L. Limone: Ho conosciuto Matilde Serao quando ero ancora una ragazza e facevo teatro. Avevo diciotto anni all’epoca e dovevo prepararmi per un provino con Vittorio Gassman che allora aveva fondato una bottega di teatro e cercava aspiranti attori. In quel periodo, casualmente, stavo leggendo il mio primo libro della Serao, Castigo, che è un libro che appartiene al periodo della sua maturità, e scelsi un pezzo, un monologo, molto sofferto, in cui si parla dell’amore, della morte, della disperazione: temi quanto mai affascinanti per una ragazza diciamo sensibile e dall’animo inquieto.

Portanapoli: Come andò il provino?
L. Limone: Be’ il provino non lo superai, devo confessarvelo, però mi piacque tanto il modo di scrivere della Serao che volli leggere altre cose tra cui Il Paese di Cuccagna che appartiene alla prima fase della vita della Serao in cui era stata una delle più forti prosatrici del verismo, particolarmente attenta ai problemi sociali della sua Napoli.

Portanapoli: La Serao era napoletana?
L. Limone: Sì, era per metà napoletana sebbene fosse nata in Grecia, a Patrasso.
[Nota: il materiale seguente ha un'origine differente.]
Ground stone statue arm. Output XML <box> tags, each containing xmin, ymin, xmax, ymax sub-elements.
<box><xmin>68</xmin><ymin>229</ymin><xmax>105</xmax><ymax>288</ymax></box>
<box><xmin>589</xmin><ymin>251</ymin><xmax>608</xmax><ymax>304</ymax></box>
Il padre era un giornalista napoletano esiliato a causa delle repressioni dei Borbone e la madre era greca, anzi una greca di sangue nobile. Quando Matilde Serao poté mettere piede nella sua patria, aveva già quattro anni.
 
Portanapoli: Quindi la Serao seguì la carriera del padre?
L. Limone: Sì, fu principalmente una grande, grandissima giornalista, e con suo marito, Edoardo Scarfoglio, anche lui giornalista, fondò il Mattino che è ancora oggi il principale quotidiano di Napoli. La sua più grande inchiesta è inclusa nel libro Il ventre di Napoli che descrive le abitudini ed i problemi della classe popolare abbandonata a se stessa. Qualcuno sostiene che Il Paese di Cuccagna sia il proseguimento romanzato del Ventre di Napoli.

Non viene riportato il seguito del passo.